The dollar was stronger against the euro, as investor perception of U.S. bank health improved and Europe remained of concern. Today, further worries about Austrian institutions as well as Greek banks contributed to the bearish tone for the shared currency.

Banking shares and related funds remain active, trading mixed. Wells Fargo (NYSE:WFC) gained but pared its early gain after it won approval to repay $25 billion in government assistance. Deutsche Bank upped Wells Fargo to buy from hold on the move as well as expectations for a strong fourth quarter. KBW also upgraded the issue.

Fannie Mae (FNM) and Freddie Mac (FRE) were higher on a Bloomberg report saying the U.S. Federal Housing Finance Agency may ask the U.S Treasury before the end of the year for an increase in the $400 billion lifeline provided to the two companies.

Array BioPharma (NASDAQ:ARRY) gained on news it entered into a partnership with Amgen (NASDAQ:AMGN) that allows AMGN worldwide rights to ARRY's Type 2 diabetes treatment, currently undergoing an early-stage study. ARRY will receive an upfront payment of $60 million and have the option to co-promote in the U.S. while AMGN will pay for future clinical trials.

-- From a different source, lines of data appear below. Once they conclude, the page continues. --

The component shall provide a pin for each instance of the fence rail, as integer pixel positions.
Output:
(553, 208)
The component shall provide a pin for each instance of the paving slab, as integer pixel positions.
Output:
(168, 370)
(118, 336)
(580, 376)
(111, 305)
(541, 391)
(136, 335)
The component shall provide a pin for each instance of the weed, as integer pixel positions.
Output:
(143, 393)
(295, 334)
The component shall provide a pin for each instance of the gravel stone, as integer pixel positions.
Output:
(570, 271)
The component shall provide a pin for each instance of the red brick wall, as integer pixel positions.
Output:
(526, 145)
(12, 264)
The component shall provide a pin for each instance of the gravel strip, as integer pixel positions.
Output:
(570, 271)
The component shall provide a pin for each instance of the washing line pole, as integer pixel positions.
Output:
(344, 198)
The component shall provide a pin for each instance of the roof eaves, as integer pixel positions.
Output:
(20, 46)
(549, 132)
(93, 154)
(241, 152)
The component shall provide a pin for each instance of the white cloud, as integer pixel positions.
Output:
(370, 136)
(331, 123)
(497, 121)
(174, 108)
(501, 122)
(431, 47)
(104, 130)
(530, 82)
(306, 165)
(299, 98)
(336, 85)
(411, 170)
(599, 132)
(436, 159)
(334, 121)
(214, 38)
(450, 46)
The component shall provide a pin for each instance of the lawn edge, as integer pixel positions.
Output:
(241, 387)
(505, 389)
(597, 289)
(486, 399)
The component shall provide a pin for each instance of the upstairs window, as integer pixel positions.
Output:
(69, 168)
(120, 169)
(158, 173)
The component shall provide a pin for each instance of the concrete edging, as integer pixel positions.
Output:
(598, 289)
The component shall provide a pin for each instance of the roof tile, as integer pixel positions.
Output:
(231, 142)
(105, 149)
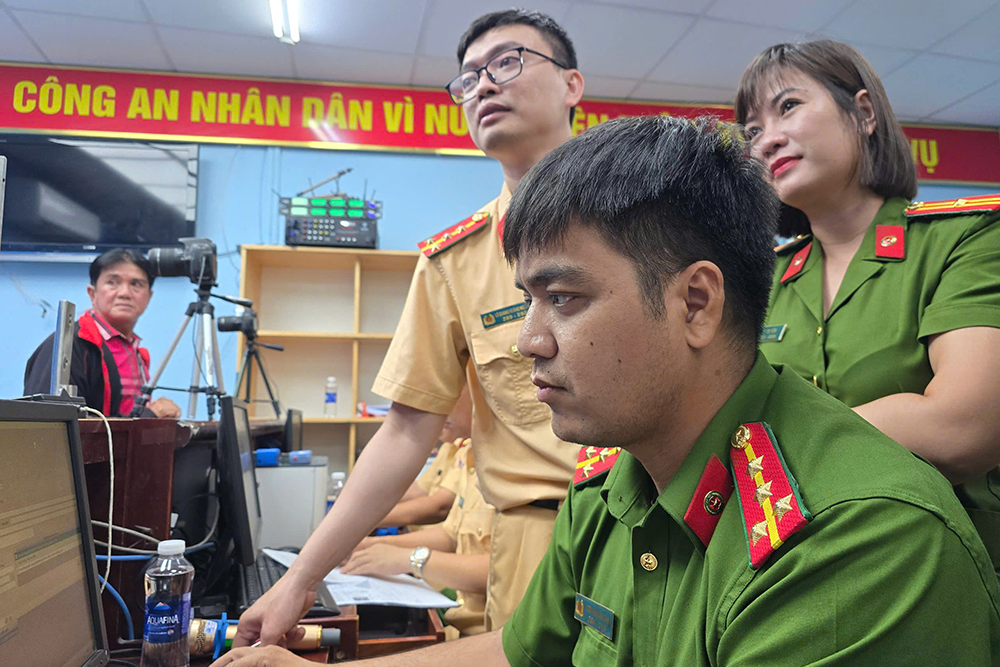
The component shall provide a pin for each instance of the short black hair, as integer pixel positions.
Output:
(553, 34)
(117, 256)
(665, 192)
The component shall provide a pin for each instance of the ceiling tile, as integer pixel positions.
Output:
(929, 83)
(982, 108)
(125, 10)
(243, 17)
(978, 39)
(641, 38)
(434, 71)
(447, 20)
(697, 60)
(684, 6)
(75, 40)
(327, 63)
(671, 92)
(221, 53)
(885, 61)
(375, 25)
(788, 14)
(14, 45)
(904, 23)
(601, 86)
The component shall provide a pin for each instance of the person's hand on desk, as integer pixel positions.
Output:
(276, 613)
(265, 656)
(378, 559)
(164, 408)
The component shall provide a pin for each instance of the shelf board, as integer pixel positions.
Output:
(310, 257)
(269, 334)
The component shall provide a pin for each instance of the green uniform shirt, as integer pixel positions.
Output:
(873, 342)
(889, 571)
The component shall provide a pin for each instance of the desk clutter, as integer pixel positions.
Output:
(133, 592)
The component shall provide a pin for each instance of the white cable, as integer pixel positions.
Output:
(147, 552)
(111, 492)
(122, 529)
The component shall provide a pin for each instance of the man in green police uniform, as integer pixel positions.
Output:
(751, 519)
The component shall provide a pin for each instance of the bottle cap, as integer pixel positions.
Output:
(171, 548)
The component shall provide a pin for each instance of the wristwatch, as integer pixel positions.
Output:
(417, 560)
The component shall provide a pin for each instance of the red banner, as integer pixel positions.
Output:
(176, 107)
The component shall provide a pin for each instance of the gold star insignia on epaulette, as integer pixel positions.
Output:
(763, 492)
(783, 505)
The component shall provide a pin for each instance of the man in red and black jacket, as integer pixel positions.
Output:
(109, 367)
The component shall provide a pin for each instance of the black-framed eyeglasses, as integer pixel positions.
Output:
(501, 69)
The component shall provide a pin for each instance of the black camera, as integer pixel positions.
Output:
(196, 260)
(245, 322)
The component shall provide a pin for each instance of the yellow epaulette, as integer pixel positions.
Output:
(594, 462)
(449, 237)
(954, 207)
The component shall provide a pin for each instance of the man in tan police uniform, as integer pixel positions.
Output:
(518, 86)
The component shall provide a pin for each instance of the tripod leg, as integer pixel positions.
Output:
(196, 369)
(147, 390)
(244, 374)
(267, 384)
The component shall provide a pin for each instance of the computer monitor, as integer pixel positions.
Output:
(293, 431)
(238, 479)
(50, 609)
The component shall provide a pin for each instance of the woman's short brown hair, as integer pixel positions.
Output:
(887, 166)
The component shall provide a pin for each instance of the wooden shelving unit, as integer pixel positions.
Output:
(335, 311)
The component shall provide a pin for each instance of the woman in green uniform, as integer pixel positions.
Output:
(890, 306)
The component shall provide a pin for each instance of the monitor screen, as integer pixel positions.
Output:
(79, 195)
(46, 550)
(238, 479)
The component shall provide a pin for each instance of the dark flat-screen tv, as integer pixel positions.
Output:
(68, 195)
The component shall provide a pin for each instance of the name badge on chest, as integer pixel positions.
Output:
(595, 615)
(504, 315)
(773, 333)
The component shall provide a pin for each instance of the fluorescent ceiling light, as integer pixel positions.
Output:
(285, 20)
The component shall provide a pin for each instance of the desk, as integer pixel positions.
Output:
(144, 452)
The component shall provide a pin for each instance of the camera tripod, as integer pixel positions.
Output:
(206, 360)
(246, 370)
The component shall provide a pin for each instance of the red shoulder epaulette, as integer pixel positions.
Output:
(772, 508)
(980, 204)
(452, 235)
(593, 462)
(785, 247)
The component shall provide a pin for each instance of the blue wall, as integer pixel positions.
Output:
(422, 194)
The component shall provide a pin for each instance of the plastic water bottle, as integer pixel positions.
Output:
(330, 400)
(168, 608)
(334, 488)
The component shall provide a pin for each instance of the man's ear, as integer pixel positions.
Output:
(702, 290)
(574, 87)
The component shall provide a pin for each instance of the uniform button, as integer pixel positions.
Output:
(648, 562)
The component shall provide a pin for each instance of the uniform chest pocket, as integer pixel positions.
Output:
(506, 375)
(592, 650)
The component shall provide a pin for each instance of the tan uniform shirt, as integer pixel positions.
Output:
(469, 523)
(443, 472)
(518, 457)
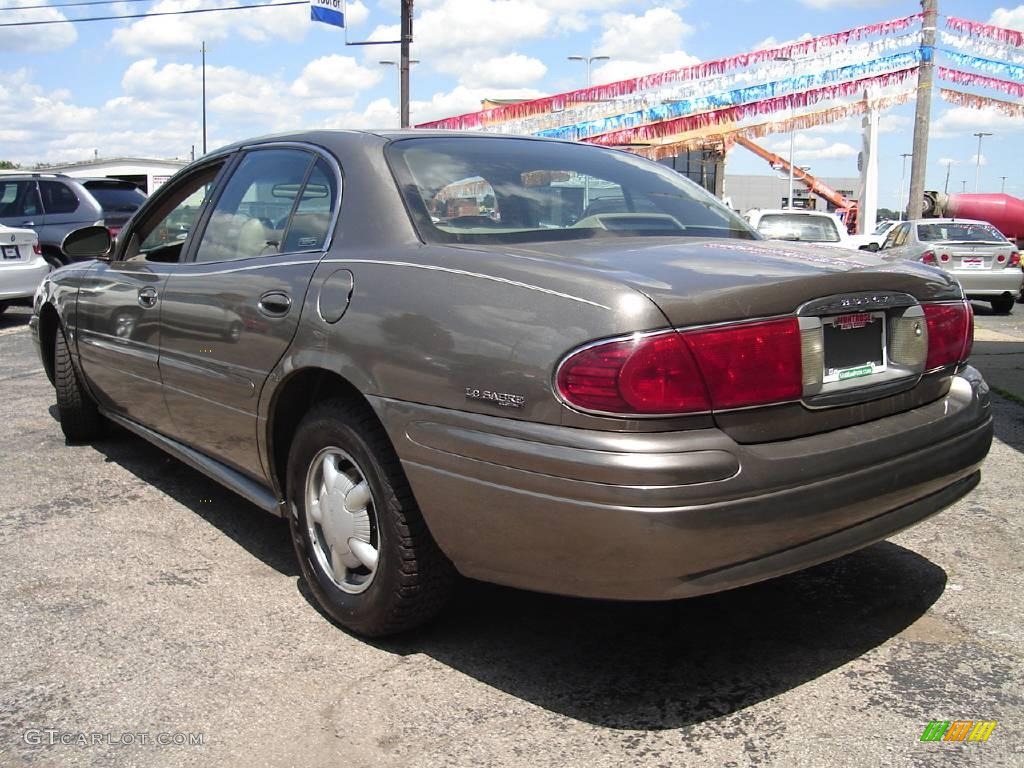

JA Solar (NASDAQ:JASO) was higher after announcing a $75 million ADR buyback. The company, late Monday, raised its shipments guidance.

Best Buy (NYSE:BBY) declined after it reports Q3 revs of $12.02 bln, better than the analyst mean of $11.98 bln on Thomson Reuters. Adjusted EPS was $0.53 per share, ahead of expectations of $0.43 per share.

For FY 2010, the company forecast enterprise revenue of $49 to $49.5 bln. Non-GAAP EPS are seen at $3.00 to $3.15 per share. The Street is at $48.5 bln in revs and earnings of $2.96 per share.

Rentech (NASDAQ:RTK) lost ground after reporting late Monday that Q4 sales fell to $24.7 million from a year ago. Its net loss widened to $0.03 per share from a year earlier.

It also said it has corrected its accounting treatment of forward gas purchase
contracts and inventory valuation. This correction required restatements of
the annual and quarterly consolidated financial statements for fiscal year
2008, and for the first three quarters of fiscal year 2009.